In the first part of the present study, we used similarity searches directed towards whole proteins and conserved domains to identify novel members of two prototype cell-cycle families, the NIMA-related kinases and the cyclins. Focusing on one family at a time allowed us to evaluate each assignment on a case by case basis. This approach requires good knowledge of each family in question and the level of homology within the given family. Requiring an in-depth knowledge of each family does not make this approach amenable to a global screen.

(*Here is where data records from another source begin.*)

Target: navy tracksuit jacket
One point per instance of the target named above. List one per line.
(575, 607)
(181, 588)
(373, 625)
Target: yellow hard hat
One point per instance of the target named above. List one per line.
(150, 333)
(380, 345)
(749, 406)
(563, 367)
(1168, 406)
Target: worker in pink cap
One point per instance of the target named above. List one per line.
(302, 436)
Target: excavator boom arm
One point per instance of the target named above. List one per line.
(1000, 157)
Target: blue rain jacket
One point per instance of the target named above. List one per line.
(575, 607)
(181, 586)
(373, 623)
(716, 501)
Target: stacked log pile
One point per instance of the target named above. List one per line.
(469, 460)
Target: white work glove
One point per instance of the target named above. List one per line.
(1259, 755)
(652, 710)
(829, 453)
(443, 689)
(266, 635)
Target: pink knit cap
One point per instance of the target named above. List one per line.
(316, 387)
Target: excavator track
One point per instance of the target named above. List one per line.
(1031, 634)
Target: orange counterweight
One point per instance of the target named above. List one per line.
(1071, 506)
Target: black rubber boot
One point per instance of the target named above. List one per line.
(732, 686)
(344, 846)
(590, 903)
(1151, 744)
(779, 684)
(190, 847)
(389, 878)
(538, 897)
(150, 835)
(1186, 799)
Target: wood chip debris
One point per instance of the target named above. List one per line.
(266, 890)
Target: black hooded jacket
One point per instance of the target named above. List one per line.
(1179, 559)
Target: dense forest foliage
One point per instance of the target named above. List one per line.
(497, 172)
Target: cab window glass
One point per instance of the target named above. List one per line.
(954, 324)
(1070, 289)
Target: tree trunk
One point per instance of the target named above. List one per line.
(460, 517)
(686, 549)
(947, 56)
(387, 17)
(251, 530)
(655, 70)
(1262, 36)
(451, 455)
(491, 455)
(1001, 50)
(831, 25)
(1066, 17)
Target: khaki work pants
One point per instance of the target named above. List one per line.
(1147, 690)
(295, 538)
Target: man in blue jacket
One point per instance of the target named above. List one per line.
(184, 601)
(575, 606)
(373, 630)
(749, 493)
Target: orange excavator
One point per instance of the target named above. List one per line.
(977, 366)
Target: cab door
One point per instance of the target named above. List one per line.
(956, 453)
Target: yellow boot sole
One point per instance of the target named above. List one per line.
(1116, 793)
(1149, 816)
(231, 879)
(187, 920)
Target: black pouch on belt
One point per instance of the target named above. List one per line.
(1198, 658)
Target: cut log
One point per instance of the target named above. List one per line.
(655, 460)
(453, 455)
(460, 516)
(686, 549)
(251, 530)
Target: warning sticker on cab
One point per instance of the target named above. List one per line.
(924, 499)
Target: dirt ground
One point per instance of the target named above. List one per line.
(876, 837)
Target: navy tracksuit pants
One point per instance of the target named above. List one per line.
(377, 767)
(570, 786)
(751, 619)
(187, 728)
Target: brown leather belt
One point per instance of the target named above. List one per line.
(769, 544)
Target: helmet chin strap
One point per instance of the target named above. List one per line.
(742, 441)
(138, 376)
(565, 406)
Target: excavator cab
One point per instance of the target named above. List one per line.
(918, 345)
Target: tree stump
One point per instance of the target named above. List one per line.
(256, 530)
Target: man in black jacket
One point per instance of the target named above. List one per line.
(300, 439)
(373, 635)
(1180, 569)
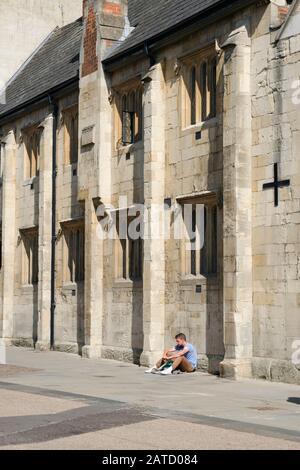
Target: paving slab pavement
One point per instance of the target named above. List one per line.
(259, 409)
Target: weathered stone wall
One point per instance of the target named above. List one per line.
(24, 24)
(27, 306)
(276, 244)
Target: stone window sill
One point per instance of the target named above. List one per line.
(124, 149)
(200, 279)
(30, 181)
(127, 283)
(201, 126)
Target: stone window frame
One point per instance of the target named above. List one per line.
(73, 238)
(192, 264)
(30, 256)
(199, 72)
(70, 122)
(127, 267)
(31, 137)
(128, 98)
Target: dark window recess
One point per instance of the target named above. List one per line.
(128, 127)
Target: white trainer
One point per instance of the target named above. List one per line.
(152, 370)
(167, 371)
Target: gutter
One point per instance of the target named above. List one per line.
(53, 217)
(219, 10)
(37, 101)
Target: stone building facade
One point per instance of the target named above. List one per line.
(169, 109)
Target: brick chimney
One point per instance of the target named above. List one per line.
(105, 22)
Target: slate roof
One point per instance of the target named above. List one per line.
(152, 17)
(53, 64)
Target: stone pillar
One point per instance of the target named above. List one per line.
(9, 237)
(45, 234)
(237, 205)
(93, 296)
(154, 190)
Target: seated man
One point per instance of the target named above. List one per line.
(183, 356)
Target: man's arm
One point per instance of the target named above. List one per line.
(180, 353)
(167, 353)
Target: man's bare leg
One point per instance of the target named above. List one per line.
(183, 364)
(160, 363)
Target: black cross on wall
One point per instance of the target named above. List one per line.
(276, 185)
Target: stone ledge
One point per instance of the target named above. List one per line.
(122, 354)
(275, 370)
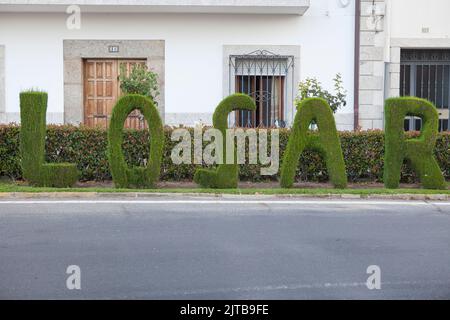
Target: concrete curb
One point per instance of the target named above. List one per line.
(140, 195)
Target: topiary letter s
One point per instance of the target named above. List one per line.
(418, 151)
(226, 175)
(140, 177)
(326, 142)
(33, 109)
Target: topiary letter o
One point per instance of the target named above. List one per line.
(326, 142)
(418, 151)
(33, 109)
(226, 175)
(141, 177)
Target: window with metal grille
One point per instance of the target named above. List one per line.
(264, 76)
(426, 74)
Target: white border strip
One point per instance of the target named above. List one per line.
(227, 202)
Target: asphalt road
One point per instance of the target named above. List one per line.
(200, 248)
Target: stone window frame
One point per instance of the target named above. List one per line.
(2, 85)
(284, 50)
(76, 51)
(397, 44)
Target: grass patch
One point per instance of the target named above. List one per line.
(13, 187)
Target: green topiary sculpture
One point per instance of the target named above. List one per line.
(326, 142)
(226, 176)
(418, 151)
(33, 109)
(140, 177)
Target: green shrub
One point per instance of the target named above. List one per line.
(58, 175)
(87, 147)
(418, 151)
(226, 176)
(123, 175)
(140, 80)
(33, 109)
(326, 142)
(312, 88)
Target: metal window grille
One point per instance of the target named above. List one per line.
(266, 77)
(426, 74)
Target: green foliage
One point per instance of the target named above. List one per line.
(87, 147)
(418, 151)
(226, 175)
(326, 142)
(311, 88)
(140, 80)
(124, 176)
(33, 109)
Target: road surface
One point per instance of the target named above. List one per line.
(224, 248)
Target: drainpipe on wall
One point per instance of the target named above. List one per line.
(357, 65)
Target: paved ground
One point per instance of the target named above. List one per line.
(209, 248)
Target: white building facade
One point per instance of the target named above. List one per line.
(205, 50)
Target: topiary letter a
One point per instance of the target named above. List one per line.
(418, 151)
(140, 177)
(327, 142)
(226, 175)
(33, 109)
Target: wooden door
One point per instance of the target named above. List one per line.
(102, 90)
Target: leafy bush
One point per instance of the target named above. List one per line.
(87, 147)
(326, 142)
(312, 88)
(418, 151)
(33, 108)
(140, 80)
(226, 175)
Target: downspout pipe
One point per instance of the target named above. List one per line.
(357, 63)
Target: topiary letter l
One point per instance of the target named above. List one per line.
(418, 151)
(327, 142)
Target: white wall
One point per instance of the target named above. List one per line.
(34, 50)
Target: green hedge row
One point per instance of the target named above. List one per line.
(363, 155)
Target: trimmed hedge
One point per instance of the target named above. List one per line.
(418, 151)
(135, 176)
(226, 176)
(363, 155)
(326, 142)
(33, 109)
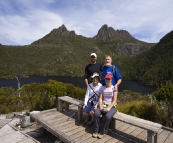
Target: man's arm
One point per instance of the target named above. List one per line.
(117, 84)
(86, 76)
(86, 82)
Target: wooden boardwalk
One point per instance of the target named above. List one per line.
(69, 130)
(9, 134)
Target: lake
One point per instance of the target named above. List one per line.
(77, 81)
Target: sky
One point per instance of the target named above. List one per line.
(25, 21)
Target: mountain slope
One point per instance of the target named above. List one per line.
(63, 52)
(154, 67)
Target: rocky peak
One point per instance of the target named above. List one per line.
(62, 31)
(106, 33)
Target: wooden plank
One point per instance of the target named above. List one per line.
(48, 126)
(71, 100)
(126, 140)
(6, 130)
(119, 124)
(27, 140)
(163, 136)
(15, 136)
(90, 140)
(116, 138)
(4, 122)
(84, 137)
(106, 137)
(124, 127)
(138, 134)
(169, 139)
(77, 135)
(151, 126)
(75, 131)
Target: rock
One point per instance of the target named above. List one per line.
(62, 31)
(109, 34)
(131, 48)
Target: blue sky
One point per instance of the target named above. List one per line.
(25, 21)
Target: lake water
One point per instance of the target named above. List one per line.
(77, 81)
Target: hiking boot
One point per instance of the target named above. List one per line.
(90, 123)
(95, 135)
(100, 136)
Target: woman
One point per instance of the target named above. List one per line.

In the second part of this study we applied a BLASTP-based approach using a single threshold for all hits. Two sources of cell cycle-related bait sequences were collected to screen the RIKEN variable protein set (VPS). The first set of bait sequences (Bait1) was obtained by downloading sequences corresponding to all the genes assigned cell-cycle roles within the AMIGO gene ontology browser (http://www.godatabase.org/cgi-bin/go.cgi). The second set of bait sequences (Bait2) was obtained by using a keyword search for cell cycle-related terms within the high-quality nonredundant protein sequence databases SWALL and the International Protein Index (IPI; EBI; http://srs.ebi.ac.uk). The results from both BLASTP searches are presented and compared to the assignments made by the Mouse Genome Informatics (MGI) group for the RPS sequences (Okazaki et al. 2002).
RESULTS AND DISCUSSION
NIMA-Related Kinases (NEKs)
NIMA-related kinases (NEKs) are defined by the prototype mitotic regulator NIMA (never in mitosis A), a protein kinase identified in Aspergillus nidulans. This kinase was identified by its ability to complement the nimA5 temperature-sensitive mutation that causes cells to block in late G2 (Osmani et al. 1987). A number of mammalian homologs have been identified; however, only three have been shown to have cell-cycle roles (Nek2, Ha Kim et al. 2002; Nek9, Roig et al. 2002; Nek11, Noguchi et al. 2002).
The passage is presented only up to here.